In the present study, the time variable sinusoid force with specified frequency and amplitude has been assumed to be the external force acting on the platform and the forced vibration of the moving platform has been examined analytically. The resonance frequencies and range of vibrations of the platform have been calculated. To validate the analytical method, the forced vibration of the platform is examined by FEM simulation using the harmonic analysis in ANSYS Workbench. Resonance frequencies and the vibrations of the platform in different directions have been obtained for different configurations of the mechanism. Theoretical and FEM results are close to each other, exhibiting similar trends in changes.

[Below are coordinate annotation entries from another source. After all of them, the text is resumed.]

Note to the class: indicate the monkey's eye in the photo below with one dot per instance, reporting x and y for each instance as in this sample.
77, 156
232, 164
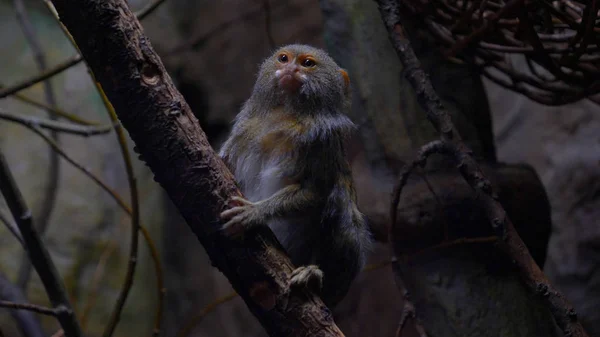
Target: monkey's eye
308, 63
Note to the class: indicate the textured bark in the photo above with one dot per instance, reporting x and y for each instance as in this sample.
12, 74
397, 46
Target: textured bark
170, 139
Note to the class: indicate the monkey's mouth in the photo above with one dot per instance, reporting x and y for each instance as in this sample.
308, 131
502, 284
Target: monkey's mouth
290, 82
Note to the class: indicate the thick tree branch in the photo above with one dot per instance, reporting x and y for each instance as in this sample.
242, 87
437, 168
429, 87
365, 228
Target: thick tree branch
173, 145
510, 242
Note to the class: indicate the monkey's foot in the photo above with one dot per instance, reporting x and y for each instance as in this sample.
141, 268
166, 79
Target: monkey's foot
240, 218
307, 276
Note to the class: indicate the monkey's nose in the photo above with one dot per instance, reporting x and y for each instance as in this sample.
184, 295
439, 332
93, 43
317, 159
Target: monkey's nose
289, 82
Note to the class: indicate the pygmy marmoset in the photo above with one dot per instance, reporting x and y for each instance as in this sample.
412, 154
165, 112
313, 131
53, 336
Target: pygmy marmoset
286, 151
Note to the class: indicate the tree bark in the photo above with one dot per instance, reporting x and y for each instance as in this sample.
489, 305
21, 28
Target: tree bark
170, 140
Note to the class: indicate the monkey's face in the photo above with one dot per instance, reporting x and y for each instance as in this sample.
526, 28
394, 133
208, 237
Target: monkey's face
304, 74
293, 70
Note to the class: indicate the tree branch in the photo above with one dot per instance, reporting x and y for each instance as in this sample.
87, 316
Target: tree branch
510, 242
173, 145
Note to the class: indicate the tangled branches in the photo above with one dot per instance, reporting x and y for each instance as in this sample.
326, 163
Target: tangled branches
558, 40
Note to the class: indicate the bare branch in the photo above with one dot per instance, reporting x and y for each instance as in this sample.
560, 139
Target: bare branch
49, 199
38, 253
171, 141
74, 129
30, 307
451, 144
27, 321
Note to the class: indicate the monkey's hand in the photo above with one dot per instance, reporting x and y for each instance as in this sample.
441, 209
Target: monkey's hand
240, 218
310, 277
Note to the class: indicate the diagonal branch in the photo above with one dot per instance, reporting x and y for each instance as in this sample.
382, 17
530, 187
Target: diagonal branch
171, 141
53, 172
510, 242
40, 258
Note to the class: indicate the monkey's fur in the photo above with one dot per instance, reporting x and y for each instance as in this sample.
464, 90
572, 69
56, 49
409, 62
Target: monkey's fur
286, 151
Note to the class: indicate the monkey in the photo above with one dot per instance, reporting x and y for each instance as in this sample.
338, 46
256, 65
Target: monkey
286, 151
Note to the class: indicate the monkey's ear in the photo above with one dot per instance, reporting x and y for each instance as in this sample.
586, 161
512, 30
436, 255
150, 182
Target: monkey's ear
346, 80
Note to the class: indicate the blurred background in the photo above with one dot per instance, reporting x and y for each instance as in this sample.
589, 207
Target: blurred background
212, 50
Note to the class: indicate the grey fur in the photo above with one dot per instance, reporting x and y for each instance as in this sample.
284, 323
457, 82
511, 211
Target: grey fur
303, 190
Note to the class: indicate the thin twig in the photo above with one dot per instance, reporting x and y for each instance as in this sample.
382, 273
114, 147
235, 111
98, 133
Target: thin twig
73, 60
37, 252
73, 129
131, 179
30, 307
194, 321
268, 23
12, 228
135, 219
151, 245
27, 321
49, 198
94, 284
59, 112
408, 309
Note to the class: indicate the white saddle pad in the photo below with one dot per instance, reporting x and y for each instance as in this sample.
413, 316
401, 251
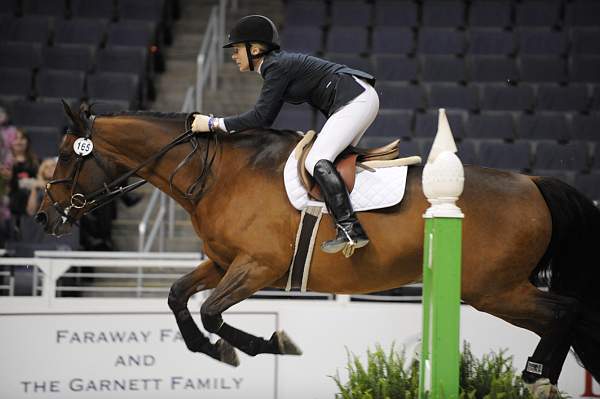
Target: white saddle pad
372, 190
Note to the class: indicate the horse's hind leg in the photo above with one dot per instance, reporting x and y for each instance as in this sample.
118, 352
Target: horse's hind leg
549, 315
207, 275
243, 278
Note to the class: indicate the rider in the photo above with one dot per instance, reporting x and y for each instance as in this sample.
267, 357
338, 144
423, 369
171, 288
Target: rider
346, 96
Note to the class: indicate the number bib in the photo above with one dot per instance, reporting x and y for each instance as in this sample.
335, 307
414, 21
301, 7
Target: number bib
83, 146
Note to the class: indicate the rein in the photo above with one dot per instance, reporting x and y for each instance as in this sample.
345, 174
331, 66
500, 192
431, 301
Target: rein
111, 191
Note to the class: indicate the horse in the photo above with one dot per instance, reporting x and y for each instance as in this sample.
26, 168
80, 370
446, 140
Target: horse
518, 230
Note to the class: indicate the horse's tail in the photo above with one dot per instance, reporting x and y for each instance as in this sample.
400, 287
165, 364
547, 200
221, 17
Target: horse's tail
571, 264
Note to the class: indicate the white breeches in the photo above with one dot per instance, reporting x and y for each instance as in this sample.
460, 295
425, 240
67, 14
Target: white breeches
346, 126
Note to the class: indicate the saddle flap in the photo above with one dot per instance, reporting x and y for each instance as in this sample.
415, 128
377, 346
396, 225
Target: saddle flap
345, 163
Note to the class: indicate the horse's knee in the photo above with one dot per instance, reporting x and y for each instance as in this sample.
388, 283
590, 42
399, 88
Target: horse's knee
176, 298
211, 320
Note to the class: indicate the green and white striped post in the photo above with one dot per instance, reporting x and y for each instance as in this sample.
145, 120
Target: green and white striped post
443, 180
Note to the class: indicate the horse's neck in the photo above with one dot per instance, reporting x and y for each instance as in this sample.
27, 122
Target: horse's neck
132, 141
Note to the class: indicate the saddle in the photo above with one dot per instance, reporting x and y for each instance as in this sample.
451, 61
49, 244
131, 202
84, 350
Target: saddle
348, 161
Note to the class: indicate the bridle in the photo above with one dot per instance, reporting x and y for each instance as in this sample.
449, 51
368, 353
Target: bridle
109, 191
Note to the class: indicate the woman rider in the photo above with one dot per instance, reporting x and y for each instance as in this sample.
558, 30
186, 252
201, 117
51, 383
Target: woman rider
346, 96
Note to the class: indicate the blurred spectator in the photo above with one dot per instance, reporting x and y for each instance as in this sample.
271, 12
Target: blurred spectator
7, 136
44, 175
24, 172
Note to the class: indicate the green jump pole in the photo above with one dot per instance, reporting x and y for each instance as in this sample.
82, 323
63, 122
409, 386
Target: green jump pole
443, 179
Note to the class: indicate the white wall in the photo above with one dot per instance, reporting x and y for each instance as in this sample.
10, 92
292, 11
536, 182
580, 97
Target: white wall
42, 356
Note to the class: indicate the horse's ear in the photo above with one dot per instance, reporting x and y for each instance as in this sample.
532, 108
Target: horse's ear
74, 118
85, 110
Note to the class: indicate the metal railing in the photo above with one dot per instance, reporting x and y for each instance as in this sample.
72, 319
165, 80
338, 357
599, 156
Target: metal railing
208, 62
57, 274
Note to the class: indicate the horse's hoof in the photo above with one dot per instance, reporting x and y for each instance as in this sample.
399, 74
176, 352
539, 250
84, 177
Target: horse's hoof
286, 345
543, 389
227, 353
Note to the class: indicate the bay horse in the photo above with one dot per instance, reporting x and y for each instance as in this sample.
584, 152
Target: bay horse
517, 230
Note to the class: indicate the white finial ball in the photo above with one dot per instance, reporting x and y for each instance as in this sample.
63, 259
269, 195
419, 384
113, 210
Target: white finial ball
444, 177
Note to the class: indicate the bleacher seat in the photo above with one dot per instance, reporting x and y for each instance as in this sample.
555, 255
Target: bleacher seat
80, 31
346, 39
69, 57
492, 69
596, 98
353, 61
537, 13
535, 69
393, 124
491, 125
453, 96
543, 126
393, 40
11, 7
302, 39
32, 29
441, 41
305, 13
295, 118
395, 68
45, 141
56, 84
52, 8
501, 155
589, 184
541, 42
585, 41
426, 124
494, 13
582, 13
491, 42
587, 127
584, 69
93, 9
350, 13
40, 114
408, 97
443, 69
114, 87
402, 13
503, 98
105, 106
466, 152
440, 13
571, 156
146, 10
130, 33
7, 27
20, 55
15, 84
123, 60
559, 98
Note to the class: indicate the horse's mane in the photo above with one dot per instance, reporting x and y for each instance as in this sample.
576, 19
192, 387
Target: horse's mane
147, 114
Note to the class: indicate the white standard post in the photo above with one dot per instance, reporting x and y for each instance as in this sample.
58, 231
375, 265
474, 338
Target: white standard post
443, 180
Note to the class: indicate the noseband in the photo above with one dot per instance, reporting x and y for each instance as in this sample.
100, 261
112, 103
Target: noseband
109, 191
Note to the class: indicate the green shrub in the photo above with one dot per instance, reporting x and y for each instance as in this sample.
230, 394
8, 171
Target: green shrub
384, 377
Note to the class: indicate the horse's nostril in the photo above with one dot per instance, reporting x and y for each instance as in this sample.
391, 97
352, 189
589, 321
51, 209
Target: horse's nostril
41, 218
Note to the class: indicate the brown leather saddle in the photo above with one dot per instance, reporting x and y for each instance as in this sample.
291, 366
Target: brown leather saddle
347, 162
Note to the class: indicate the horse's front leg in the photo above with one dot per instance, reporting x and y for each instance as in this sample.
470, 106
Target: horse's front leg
206, 276
244, 277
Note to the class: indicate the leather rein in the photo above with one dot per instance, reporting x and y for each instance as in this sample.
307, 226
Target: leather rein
110, 191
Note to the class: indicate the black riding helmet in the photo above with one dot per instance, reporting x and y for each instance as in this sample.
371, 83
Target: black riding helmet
254, 29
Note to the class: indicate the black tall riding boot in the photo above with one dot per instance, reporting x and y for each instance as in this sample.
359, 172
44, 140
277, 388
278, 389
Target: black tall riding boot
350, 234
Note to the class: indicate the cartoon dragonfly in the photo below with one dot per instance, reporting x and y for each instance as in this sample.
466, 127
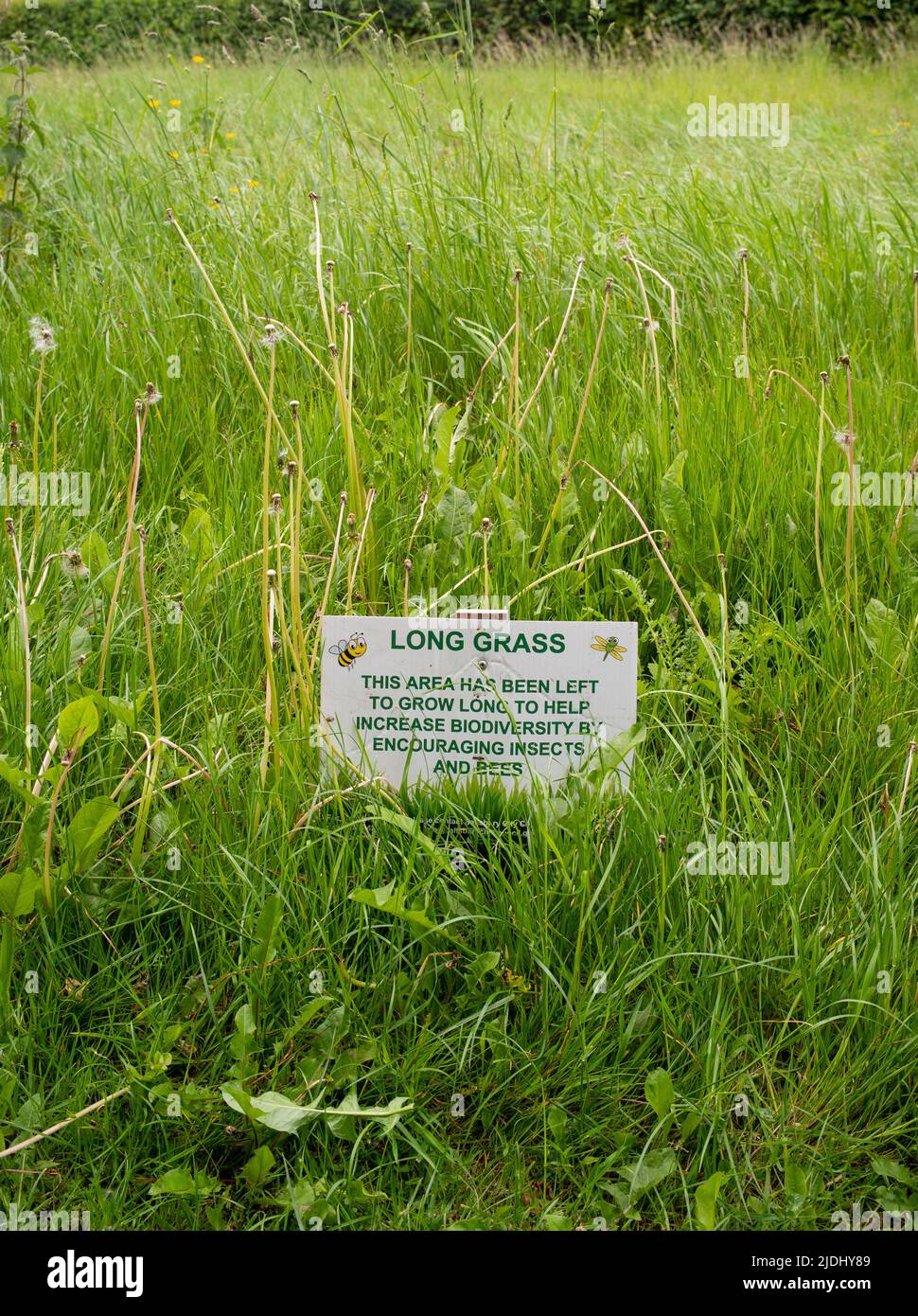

To closely investigate the forced vibration as the result of machining on the hexapod table, milling forces are modeled analytically and forced vibrations of the platform have been studied under different conditions of roughing and finishing in both up milling and down milling operations. After calculating the resonance frequencies and the range vibrations of the platform, proper configurations of the platform are presented in order to avoid dynamic instability in different machining operations.
1 VIBRATION MODEL OF THE HEXAPOD TABLE
A schematic view of the hexapod table is shown in Fig. 1. The table is installed on the workshop floor into a rigid foundation.
The hexapod under investigation consists of a moving platform, a stationary platform, and six similar pods with changing lengths connecting the two aforementioned platforms to each other. The pods are connected to the upper moving platform through spherical joints and to the lower stationary platform through universal joints.
The hexapod table under study was developed for a three-axis CNC milling machine. The physical specifications of the hexapod are presented in Appendix 1.
The vibration model proposed by the authors for the table is illustrated in Fig. 2.
To describe the motion of the upper platform as the end effecter, two coordinate systems have been
used. The moving platform frame {P} is attached to the geometrical center of the moving platform. The location and orientation of the moving platform frame {P}, is specified according to the base frame {W}, which is attached to the geometrical center of the stationary platform.
Fig. 1. Schematic view of the milling machines' hexapod table
Fig. 2. Vibration model of the hexapod table
In the vibration model of the table, pods and joints are taken to be flexible. Joints are frictionless and with negligible rotational damping. It is assumed that the moving platform is rigid in order to withstand deflection under the payload.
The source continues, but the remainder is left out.